You can find the tutorial at Zeppelin Tutorial/Basic Features (Spark) on the Welcome page.

zeppelin-data

Next, define a case class for easy transformation into DataFrame and map the text data we downloaded into DataFrame without its header. Finally, register this DataFrame as Table to use sql query statements.

zeppelin-load

7. Visualization of Data via SQL query statement

Once data is loaded into Table, you can use SQL query to visualize the data you want to see:

%sql
<valid SQL statement>

Let's try to show a distribution of age of those who are younger than 30.

zeppelin-sql

As you can see, the visualization tool will be automatically loaded once you run a paragraph with an SQL statement. The default one is the result table of the query statement, but you can choose other types of visualization such as bar chart, pie chart, and line chart by just clicking the icons.
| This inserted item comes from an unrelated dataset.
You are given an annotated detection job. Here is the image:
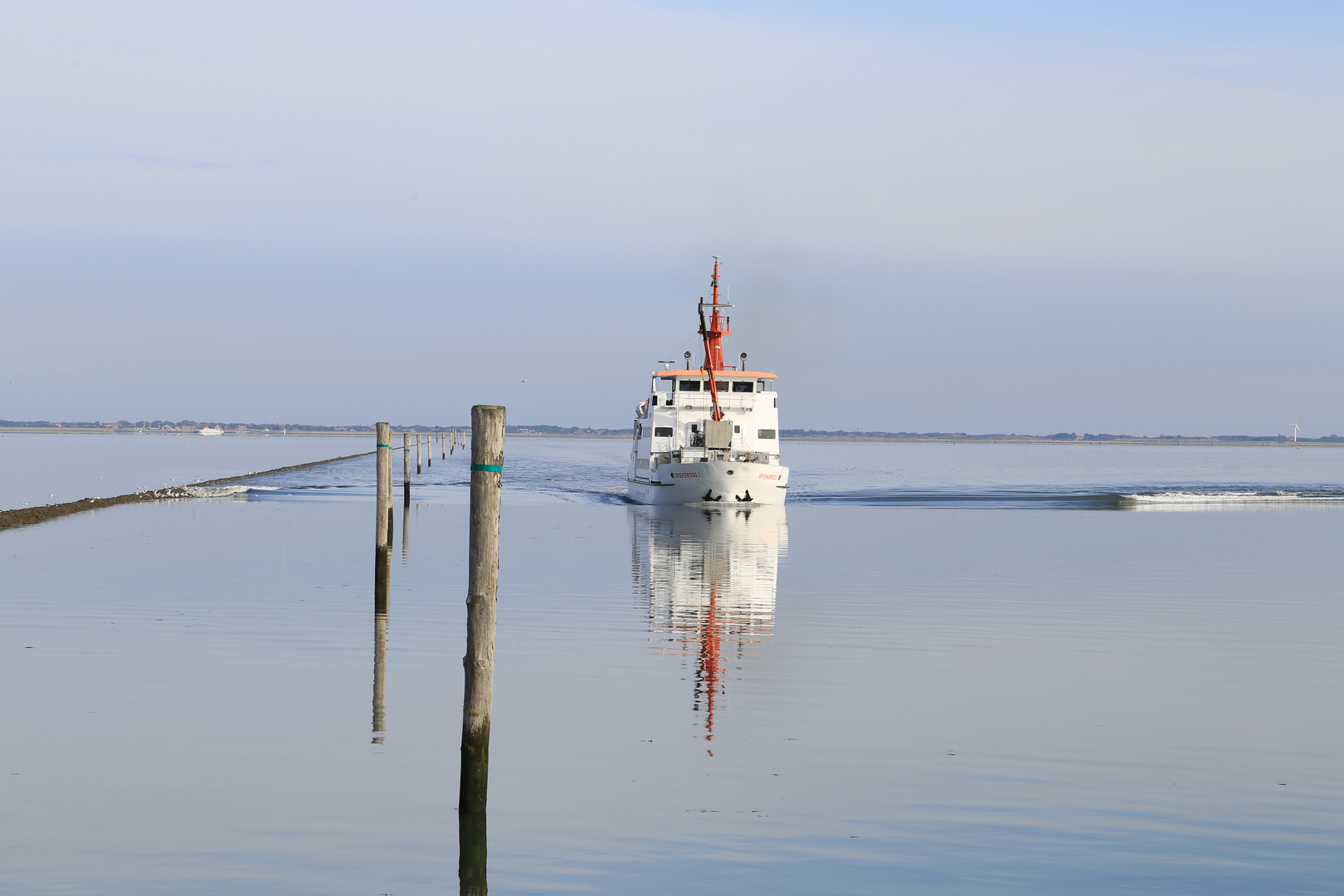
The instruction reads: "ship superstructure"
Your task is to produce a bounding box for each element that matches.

zeppelin-charts Also, you can change configurations for each chart as you want

7.1. Input Form

You can create an input form by using ${formName} or ${formName=defaultValue} templates.

zeppelin-input-form

7.2. Select Form

Also, you can create a select form by using ${formName=defaultValue,option1|option2...}

zeppelin-select-form

For more dynamic forms, please refer to zeppelin-dynamicform

8. Export/Import Notebook

Once you've finished your work, you can export Notebook as a JSON file for later use.

zeppelin-select-form

Also, you can import Notebook exported as JSON or from URL.

zeppelin-select-form

Info

You can download the JSON file for this tutorial here or see the official 'Zeppelin Tutorial' on the frontpage of Zeppelin.